Untuk itu, PT ASDP cabang Bakauheni menyiapkan loket tiket pembelian kartu perdana uang elektronik di Pelabuhan Bakauheni bekerja sama dengan empat bank pemerintah, yakni Bank Mandiri (kartu e-Money), BRI (Brizzi), BNI (Tap Cash), dan BTN (Blink).

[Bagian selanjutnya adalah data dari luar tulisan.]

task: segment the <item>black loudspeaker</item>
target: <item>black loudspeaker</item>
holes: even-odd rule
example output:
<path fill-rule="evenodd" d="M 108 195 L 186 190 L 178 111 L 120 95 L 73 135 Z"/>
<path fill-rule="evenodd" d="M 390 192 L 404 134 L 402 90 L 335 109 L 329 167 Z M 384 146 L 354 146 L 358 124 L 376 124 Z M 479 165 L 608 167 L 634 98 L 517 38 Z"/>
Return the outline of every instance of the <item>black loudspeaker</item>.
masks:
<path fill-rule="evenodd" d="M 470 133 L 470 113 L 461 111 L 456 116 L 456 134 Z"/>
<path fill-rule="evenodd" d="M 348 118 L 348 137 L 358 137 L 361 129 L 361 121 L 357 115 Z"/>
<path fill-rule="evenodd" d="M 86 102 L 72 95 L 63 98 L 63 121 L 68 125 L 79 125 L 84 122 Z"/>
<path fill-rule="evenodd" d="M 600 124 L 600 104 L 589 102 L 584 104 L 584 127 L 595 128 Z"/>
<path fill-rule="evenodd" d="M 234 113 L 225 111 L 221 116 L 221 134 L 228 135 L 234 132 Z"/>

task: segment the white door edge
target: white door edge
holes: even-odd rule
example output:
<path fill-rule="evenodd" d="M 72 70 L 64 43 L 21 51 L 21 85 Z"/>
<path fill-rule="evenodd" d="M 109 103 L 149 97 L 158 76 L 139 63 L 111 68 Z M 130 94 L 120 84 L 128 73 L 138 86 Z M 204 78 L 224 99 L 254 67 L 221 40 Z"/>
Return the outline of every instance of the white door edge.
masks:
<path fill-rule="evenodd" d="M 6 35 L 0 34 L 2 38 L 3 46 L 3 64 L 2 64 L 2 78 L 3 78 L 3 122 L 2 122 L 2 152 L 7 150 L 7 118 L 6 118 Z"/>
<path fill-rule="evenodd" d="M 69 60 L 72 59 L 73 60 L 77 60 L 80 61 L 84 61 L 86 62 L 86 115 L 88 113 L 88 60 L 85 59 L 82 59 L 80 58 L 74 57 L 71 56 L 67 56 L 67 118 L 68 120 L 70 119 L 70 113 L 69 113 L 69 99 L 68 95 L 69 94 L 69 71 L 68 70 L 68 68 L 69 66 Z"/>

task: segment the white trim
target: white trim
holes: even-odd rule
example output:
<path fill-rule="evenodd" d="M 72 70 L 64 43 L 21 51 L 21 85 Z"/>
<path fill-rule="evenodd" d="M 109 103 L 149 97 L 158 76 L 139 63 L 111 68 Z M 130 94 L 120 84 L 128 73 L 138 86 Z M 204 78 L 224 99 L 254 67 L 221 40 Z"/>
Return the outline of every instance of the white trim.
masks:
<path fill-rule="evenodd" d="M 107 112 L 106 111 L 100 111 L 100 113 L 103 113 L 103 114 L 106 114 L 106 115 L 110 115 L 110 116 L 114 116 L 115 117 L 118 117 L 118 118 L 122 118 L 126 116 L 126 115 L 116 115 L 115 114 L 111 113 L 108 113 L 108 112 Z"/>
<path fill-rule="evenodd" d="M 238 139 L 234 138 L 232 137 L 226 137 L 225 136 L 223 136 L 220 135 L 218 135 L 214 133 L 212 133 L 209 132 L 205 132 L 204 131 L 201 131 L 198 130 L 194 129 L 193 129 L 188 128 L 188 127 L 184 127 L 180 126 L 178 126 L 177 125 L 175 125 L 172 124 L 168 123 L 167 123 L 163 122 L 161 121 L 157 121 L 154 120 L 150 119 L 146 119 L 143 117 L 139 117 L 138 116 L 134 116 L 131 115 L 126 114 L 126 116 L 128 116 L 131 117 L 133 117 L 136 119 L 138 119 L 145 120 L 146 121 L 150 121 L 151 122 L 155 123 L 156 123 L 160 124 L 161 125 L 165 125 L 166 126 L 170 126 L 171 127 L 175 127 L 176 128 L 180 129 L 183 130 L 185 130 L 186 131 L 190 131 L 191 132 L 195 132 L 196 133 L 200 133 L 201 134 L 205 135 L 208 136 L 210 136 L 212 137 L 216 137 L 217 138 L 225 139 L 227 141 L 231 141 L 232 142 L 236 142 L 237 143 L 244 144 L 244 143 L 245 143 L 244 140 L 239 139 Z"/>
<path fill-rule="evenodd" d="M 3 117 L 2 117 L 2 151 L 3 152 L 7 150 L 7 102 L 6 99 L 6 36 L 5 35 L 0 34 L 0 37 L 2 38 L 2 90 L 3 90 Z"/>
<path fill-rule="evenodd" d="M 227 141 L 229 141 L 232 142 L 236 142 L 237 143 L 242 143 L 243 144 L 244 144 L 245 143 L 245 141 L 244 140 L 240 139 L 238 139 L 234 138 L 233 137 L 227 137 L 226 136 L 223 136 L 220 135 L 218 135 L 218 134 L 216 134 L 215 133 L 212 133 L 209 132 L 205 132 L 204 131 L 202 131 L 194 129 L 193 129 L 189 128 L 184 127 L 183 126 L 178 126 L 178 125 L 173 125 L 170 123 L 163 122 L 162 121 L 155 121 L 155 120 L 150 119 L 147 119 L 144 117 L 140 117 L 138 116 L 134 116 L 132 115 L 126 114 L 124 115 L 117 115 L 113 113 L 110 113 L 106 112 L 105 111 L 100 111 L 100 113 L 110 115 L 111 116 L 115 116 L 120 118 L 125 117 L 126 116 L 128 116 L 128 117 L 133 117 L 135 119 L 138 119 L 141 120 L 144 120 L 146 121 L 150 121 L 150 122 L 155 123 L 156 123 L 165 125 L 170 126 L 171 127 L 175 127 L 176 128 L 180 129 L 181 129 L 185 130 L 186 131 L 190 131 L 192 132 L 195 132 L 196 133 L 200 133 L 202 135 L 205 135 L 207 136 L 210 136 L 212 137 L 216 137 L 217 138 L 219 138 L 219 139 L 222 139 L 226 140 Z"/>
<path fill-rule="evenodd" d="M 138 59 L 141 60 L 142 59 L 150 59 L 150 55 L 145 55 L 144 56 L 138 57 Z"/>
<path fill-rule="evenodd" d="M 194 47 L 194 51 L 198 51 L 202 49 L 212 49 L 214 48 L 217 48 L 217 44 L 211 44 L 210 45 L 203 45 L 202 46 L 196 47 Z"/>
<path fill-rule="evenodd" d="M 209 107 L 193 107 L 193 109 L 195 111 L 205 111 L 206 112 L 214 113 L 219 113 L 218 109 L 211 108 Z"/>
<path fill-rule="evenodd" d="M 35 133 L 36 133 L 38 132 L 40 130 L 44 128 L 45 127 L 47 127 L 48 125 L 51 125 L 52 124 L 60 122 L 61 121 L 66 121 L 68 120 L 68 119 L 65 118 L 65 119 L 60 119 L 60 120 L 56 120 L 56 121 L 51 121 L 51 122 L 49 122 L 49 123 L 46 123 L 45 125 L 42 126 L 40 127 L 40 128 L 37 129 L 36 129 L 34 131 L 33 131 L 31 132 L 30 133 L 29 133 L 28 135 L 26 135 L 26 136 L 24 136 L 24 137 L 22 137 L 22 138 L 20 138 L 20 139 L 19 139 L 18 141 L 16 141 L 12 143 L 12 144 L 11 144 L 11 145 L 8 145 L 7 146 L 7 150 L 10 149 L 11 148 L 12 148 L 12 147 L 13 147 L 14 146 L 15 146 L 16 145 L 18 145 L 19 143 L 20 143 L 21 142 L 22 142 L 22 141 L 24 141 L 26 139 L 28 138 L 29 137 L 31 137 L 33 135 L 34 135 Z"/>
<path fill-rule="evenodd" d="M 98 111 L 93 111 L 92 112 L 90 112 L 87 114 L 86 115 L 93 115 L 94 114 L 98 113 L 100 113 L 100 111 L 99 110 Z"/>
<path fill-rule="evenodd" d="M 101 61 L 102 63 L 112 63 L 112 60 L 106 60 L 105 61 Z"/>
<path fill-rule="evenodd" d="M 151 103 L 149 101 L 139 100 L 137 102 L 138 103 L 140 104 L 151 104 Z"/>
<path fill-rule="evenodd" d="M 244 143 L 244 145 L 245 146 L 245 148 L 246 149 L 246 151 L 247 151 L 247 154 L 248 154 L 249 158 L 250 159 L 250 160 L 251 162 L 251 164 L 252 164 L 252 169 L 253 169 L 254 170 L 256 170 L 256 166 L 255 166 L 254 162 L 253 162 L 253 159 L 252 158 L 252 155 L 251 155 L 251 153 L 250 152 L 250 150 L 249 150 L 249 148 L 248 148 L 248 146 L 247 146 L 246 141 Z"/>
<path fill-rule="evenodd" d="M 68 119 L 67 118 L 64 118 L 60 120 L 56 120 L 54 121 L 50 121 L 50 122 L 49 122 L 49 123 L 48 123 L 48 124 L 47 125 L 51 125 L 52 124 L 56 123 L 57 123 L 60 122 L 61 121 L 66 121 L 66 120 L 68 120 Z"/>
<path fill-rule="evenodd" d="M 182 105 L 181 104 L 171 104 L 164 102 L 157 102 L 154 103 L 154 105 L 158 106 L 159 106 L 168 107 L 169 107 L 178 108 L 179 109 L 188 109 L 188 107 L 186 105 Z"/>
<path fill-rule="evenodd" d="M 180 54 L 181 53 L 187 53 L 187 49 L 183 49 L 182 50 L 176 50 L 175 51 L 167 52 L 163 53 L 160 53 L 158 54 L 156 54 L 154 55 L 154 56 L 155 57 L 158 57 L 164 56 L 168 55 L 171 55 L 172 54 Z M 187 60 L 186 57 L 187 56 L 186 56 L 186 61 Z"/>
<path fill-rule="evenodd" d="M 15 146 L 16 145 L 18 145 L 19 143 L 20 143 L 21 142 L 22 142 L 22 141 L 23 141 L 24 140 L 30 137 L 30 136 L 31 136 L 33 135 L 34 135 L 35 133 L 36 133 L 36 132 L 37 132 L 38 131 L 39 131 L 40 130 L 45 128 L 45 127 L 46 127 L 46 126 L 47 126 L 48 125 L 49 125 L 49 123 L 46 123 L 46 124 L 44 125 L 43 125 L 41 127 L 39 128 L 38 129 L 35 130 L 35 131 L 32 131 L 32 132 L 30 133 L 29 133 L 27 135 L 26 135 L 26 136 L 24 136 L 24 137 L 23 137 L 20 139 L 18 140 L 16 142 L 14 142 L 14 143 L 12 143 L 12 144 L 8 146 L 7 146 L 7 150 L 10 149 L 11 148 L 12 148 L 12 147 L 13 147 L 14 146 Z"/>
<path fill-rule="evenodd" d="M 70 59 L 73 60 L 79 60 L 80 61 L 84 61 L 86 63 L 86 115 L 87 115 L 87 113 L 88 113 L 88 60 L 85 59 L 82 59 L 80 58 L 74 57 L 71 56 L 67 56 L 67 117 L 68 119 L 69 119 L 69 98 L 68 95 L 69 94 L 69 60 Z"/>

Sedangkan pemudik yang sudah memiliki kartu namun saldo tidak mencukupi, juga menyediakan loket pembelian saldo isi ulang (top-up). "Pemudik tidak lagi membeli tiket dengan uang tunai, melainkan menggunakan kartu yang berisi uang yang disediakan empat bank milik BUMN tersebut," kata General manager PT ASDP Cabang Bakauheni,  Hasan Lessy di Pelabuan Bakauheni, Minggu (26/5/2019).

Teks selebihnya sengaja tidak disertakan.